The card is now clocked at 525MHz and I am sure that ATI will claim that its yields are good and that's why it's done it, but actually it learned the Nvidia numbers from online reviews and decided to increase the frequency a little bit more just to match Nvidia's Geforce 6800 Ultra threat.
Knowledgeable friends tell us that Nvidia wins 3dmark 2003 and loses but in most of the other game test ATI wins over Nvidia. Still, bear in mind that ATI is only marginally faster when it's faster and we are not talking about quantum leaps here. Whoever wins in the game tests, whether it's Nvidia or ATI, wins by a small margin.
I am sure that ATI will promote how games are important now that Nvidia ironically, not to say Sardiniacally, embraced 3dmark03 as its most adorable friend.

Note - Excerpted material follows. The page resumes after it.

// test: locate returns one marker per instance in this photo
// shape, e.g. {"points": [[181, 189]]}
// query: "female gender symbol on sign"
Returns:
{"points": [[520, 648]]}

ATI played a nasty game from the start as it wanted to see how NV40 look and feels before it decided to release its new card that will top the Radeon 9800XT card that is still the fastest currently shipping. I guess that the Canadians knew all a long how fast it could clock the card to match Geforce 6800 Ultra performance and that’s exactly what it did.
Isn’t it an irony that the Nvidia card is clocked lower and ATI card clocked faster? We all know that in the past Radeon was at least matching Nvidia's performance on much lower speeds, if we talk about the high end market of course.
Nvidia still has some faster NV40 ultra chips at least 2000, we heard and they can be clocked up to 475MHz. I don’t know for sure but I would suspect that NV45, Nvidia PCI Express card will end up with those chips. Otherwise we might end up with Geforce 6800 Ultra 2 or a simple scenario where the reference cards end up lower clocked than the retail ones. This has never happened before but there is a first time for everything.
We are sure that ATI cannot go much further than 525MHz as 600MHz is the theoretical limit of 0.13 µm marchitecture.